Signs may change as the crank moves from quadrant (0 to 90 deg or "12 to 3 o'clock") to quadrant (90-180*, or "3 to 6 o'clock"). etc.

SIN = Opposite/hypotenuse (SOPH)
COS = adjacent / hypotenuse (CAP)
TAN = opposite/adjacent (TOAD)

If you remember SOPH, CAP & TOAD you can always derive what you need. That takes less brainram than memorizing the entire formula.

 

Well I think I got it in Excel...

https://webspace.utexas.edu/srl264/C...nk%20angle.xls

I think I may have messed up somewhere, but I think I got it. I separated it by 1*, so its kinda long. Let me know how I did and if I messed up, where my calculations were off.

-Stu

 

anyone? is my spreadsheet accurate?

 

How about labelling what things are. It's confusing to me.

 

Alright I modified it and actually think I fixed my original problem (i was having abs value issues due to sin being an odd function).

I fixed it now and changed the piston height to express a comparison between 6, 5.7, 4, and 8" rods and how they would look on a 9" deck SBC with 1, 1.3, 3, and -1" pistons. The 4 & 8" rods are not possible on a 4" stroke, but are simply for comparison purposes because the idea is the same.

The crank degrees are in the 1st column and express degrees rotation starting at TDC. Every thing else should be self explanitory.

-Stu

 

If you wanted to modify this to express your motor, you can modify this

(=SQRT(6^2-(SIN(A2*PI()/180))^2*2^2)+COS(A2*PI()/180)*2+1 )

formula and change the bold 2s and put in half your stroke and the bolt italic 1 can be changed accordingly to match your deck height.

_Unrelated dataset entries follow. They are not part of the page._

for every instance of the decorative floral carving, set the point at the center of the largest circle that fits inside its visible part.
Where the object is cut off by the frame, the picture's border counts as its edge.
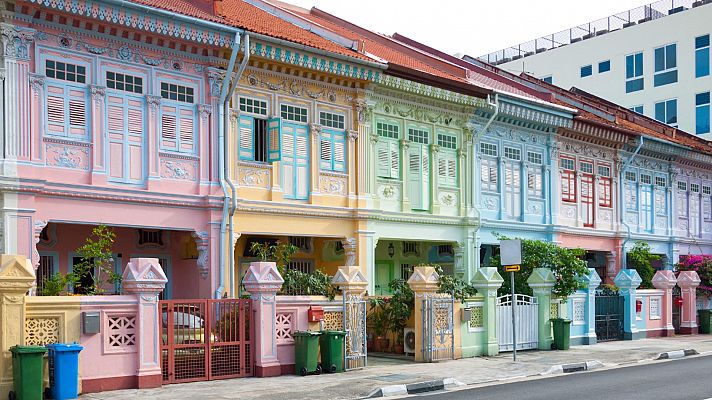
(97, 92)
(253, 177)
(175, 169)
(333, 185)
(67, 157)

Then copy and paste that down the column to find your piston height at a given crank rotation.

 

I think you have some errors in your math yet?

If you have half the stroke (1.54"), plus the rod (6.0"), the max center to center would be 7.74" at TDC.

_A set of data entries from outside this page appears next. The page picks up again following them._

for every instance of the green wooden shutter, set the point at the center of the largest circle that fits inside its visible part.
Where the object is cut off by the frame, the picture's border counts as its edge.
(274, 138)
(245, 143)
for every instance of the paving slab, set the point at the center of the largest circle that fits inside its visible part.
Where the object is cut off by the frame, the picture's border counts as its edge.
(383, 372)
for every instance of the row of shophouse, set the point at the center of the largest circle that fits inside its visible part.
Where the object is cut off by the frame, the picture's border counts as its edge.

Here are 2 points I've calculated using Pythagorean's Theorum, and two others
with simple addition and subration:

Crank centerline to Small Rod end center:

0 TDC = 7.7400"
90 ATDC = 5.7422"
0 BDC = 4.2600"
90 ABDC = 5.7422"

c^2= a^2 + b^2

6.0^2=1.74^2 + b^2

36 = 3.0276 + b^2

36 - 3.0276 = 3.0276 - 3.0276 + b^2

32.9724 = b^2

Sq. root of 32.9724

5.7422 = b

b = vertical of cylinder bore.

Now I'll go back and figure each degree of rotation using those 4 points as
checksums.

(Jon, you should be getting paid for this!)

 

Pictures are worth a thousand words, and I totally understand what is happening
now that I'm focusing on the crank throw AND rod angle to determine dwell.

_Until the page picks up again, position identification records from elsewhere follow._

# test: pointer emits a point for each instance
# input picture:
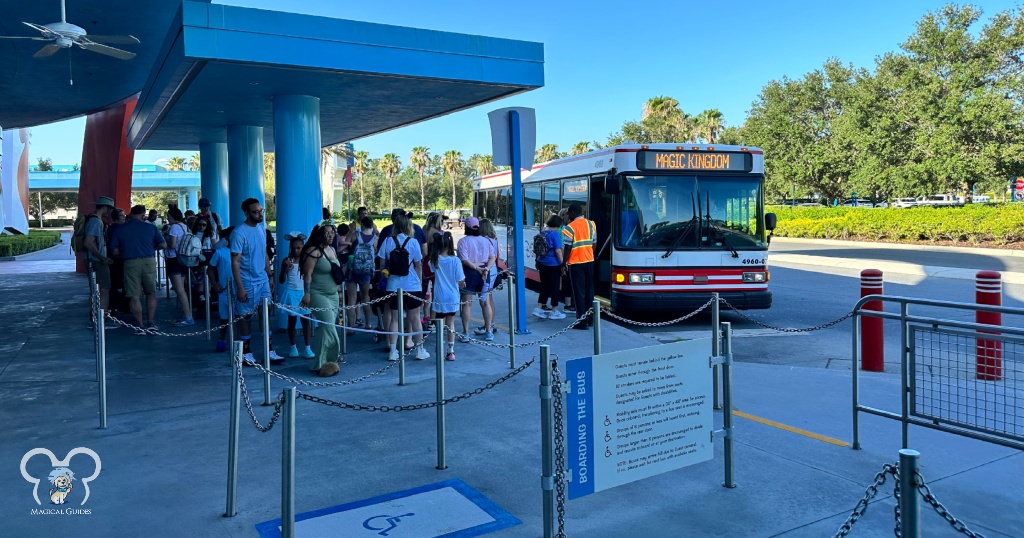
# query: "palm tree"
(711, 123)
(176, 163)
(390, 165)
(580, 148)
(420, 158)
(548, 152)
(453, 163)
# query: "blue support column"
(297, 162)
(213, 177)
(245, 169)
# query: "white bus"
(675, 222)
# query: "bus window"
(503, 203)
(531, 205)
(576, 191)
(551, 202)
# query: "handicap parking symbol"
(388, 523)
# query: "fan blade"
(115, 40)
(103, 49)
(48, 50)
(47, 33)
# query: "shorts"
(102, 272)
(410, 300)
(257, 291)
(292, 298)
(140, 277)
(173, 267)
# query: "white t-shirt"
(448, 275)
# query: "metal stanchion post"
(439, 361)
(230, 324)
(400, 341)
(232, 430)
(266, 352)
(206, 288)
(547, 445)
(288, 465)
(511, 293)
(716, 348)
(101, 367)
(727, 403)
(908, 503)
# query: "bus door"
(601, 211)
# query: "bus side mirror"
(612, 183)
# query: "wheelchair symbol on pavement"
(389, 522)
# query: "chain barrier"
(582, 319)
(414, 407)
(658, 324)
(926, 493)
(739, 313)
(556, 395)
(111, 317)
(259, 367)
(922, 488)
(278, 406)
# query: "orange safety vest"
(580, 234)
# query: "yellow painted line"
(792, 429)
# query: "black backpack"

I used diagrams and long math to figure this out instead of on-line calculators;
not to be difficult, but to understand what is happening.

After trying the long math version of this, I'll trust that the other angles fall
into place.

Here's a couple of pics:

http://gmthunder.com/tino/homework.jpg
http://gmthunder.com/tino/rodtrig.jpg

I drew an imaginary line to break the obtuse triangle into two right angle triangles.

From there, I had the crank throw and rod length, plus one 90 degree angle
and a given crank rotation angle.

Using the TAN, COS and Pythagorean's Theorum, I cam up with 7.73148" at 5 degrees ATDC.

Thank you Jon (and others) for helping me through this. Just to let you know,
there are people that take these threads to heart and dive into the math!

(P.S. Am I correct? )

 

My math was dead on, I just used a 4" crank and added in piston height to make a 9" deck height for easy comparison between different rod lengths. I just copied and pasted my formula into the eqn... look how mine came out to 7.73" (I actuallu calculated 7.73146 on my ti-89... looks like your calc is 2/10000 off, lol)

BTW, pythagorean is not the easiest way to go about solving for that. You would be better off with a combination of sine and cosine laws. It solves it rather easily. I also threw compiled a formula that calculates the wrist pin height on a 6" rod and 3.48 stroke from TDC all the way around in intervals of 1*.

I also threw in there piston speeds at various RPMs at a given crank position. Im not 100% sure about the units on the velocity, but im pretty sure its right.

Yea, ive been bored and had free time.

https://webspace.utexas.edu/srl264/C...nk%20angle.xls

^--- could prove quite useful to many people with stock bottom ends.

 

I realize I could have used the TAN, COS, SIN using two sides and an angle,
but I wanted to stay away from calculator functions as much as possible. I'm just a little stubborn that way. I love pain!

As for your spreadsheet, I'm still having trouble understanding your numbers.

All the values seem nearly equal across the board even when there is a difference
of 4" in rod length (columns D and E)?

Maybe I'm not understanding the legend?